彼らのキャリアをアドバイスした代理人の手腕は、一流の転職エージェントのスキルと近いものがあると感じます。二人の実力であれば最初から強豪リーグのチームで通用した可能性もありますが、ギャンブルはせずに着実にステップアップさせるというキャリアビジョンを描いた代理人がいたと考えています。
海外移籍から短期間で帰国するJリーガーもいますが、それは実力だけの問題ではなく、自身の特徴や実力とミスマッチしたリーグ、チームを選んだ可能性が高いと思います。

選手寿命が長くないサッカー選手が身の丈以上のチャレンジをしてしまう気持ちは理解できなくありません。
しかし、人生100年時代を迎えるビジネスパーソンの皆さんには長い時間があるので、焦らず・慌てず、自分の実力とキャリアビジョンに沿って適切な判断をすべきでしょう。まずは本田選手や大迫選手同様に着実な一歩を。千里の道も一歩から、です。

シード・アーリーフェーズにフィットするのは事業化経験者

ここからは各成長フェーズの仕事の特徴や、フィットする人材像について説明します。

まずシード・アーリーフェーズですが、ここは最も過酷なフェーズと言えるでしょう。大企業から初めてスタートアップに転職する場合、最もハードランディングになる可能性が高く、覚悟が必要です。

『死の谷』とも言われるこのフェーズを乗り越える成功可能性は低く(数%程度)、金もなく(給与も低い)、人材も不足し、プロダクトもない状況です。あるのは“なぜ(WHY)この事業をやるのか?” という想いだけで、それを事業化するための方法を自ら考え、事業という形に具現化していくための貢献が求められます。

このフェーズは資金が尽きる前にスピーディに事業を形にすることが求められるため未経験者・ポテンシャル人材をじっくり育てる余裕はなく、事業にすぐ貢献できる能力・経験を持った即戦力人材が求められます。“経営のWHYを解決してきた経験のある人”が最も適任となります。

リクルートのような新規事業創出に力をいれている会社やメガベンチャーでは若手でも事業責任者を任せてもらえることがあるので、このような方はシード・アーリーフェーズに求められる経験を積んでいると言えます。

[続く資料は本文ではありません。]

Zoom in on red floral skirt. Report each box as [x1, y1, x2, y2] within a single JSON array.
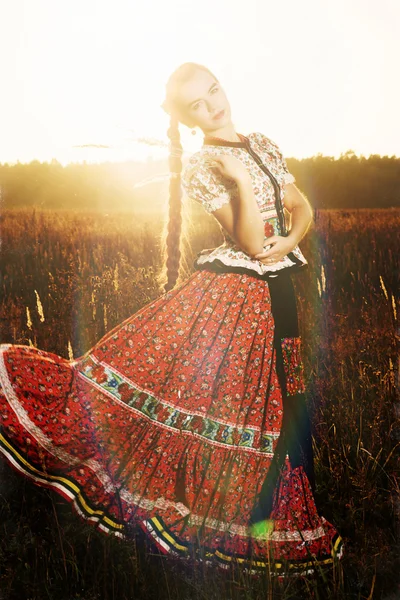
[[0, 270, 344, 575]]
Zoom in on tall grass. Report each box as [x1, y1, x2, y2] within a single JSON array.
[[0, 210, 400, 600]]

しかし、一般的な大企業でそのような経験を積める場は、
・新規事業を任された
・子会社の社長に任命された
くらいで、若手がこのようなチャンスを得られることはなかなか難しいと思います。

レアスキルがあればシード・アーリーフェーズへの道が拓ける

一般的な日系大企業の若手がシード・アーリーフェーズへ転職することは不可能か?というと、必ずしもそうではありません。最先端スキルや特定業界の特殊スキルを身に着けていれば、プロフェッショナル人材として採用の可能性が出てきます。

例えば、
・データサイエンティスト
・機械学習やAIのプログラミングスキル
・ヘルスケア領域の知財法務スキル
といったスキルです。

大企業は幅広い事業を手掛けていて、最先端事業に若手メンバーがアサインされることが少なくありません。そのようなチャンスがあれば手を挙げてみるのは一つの手です。そこでレアな経験を積むことで転職マーケットにおいても市場価値の高いレアキャラになれる可能性があります。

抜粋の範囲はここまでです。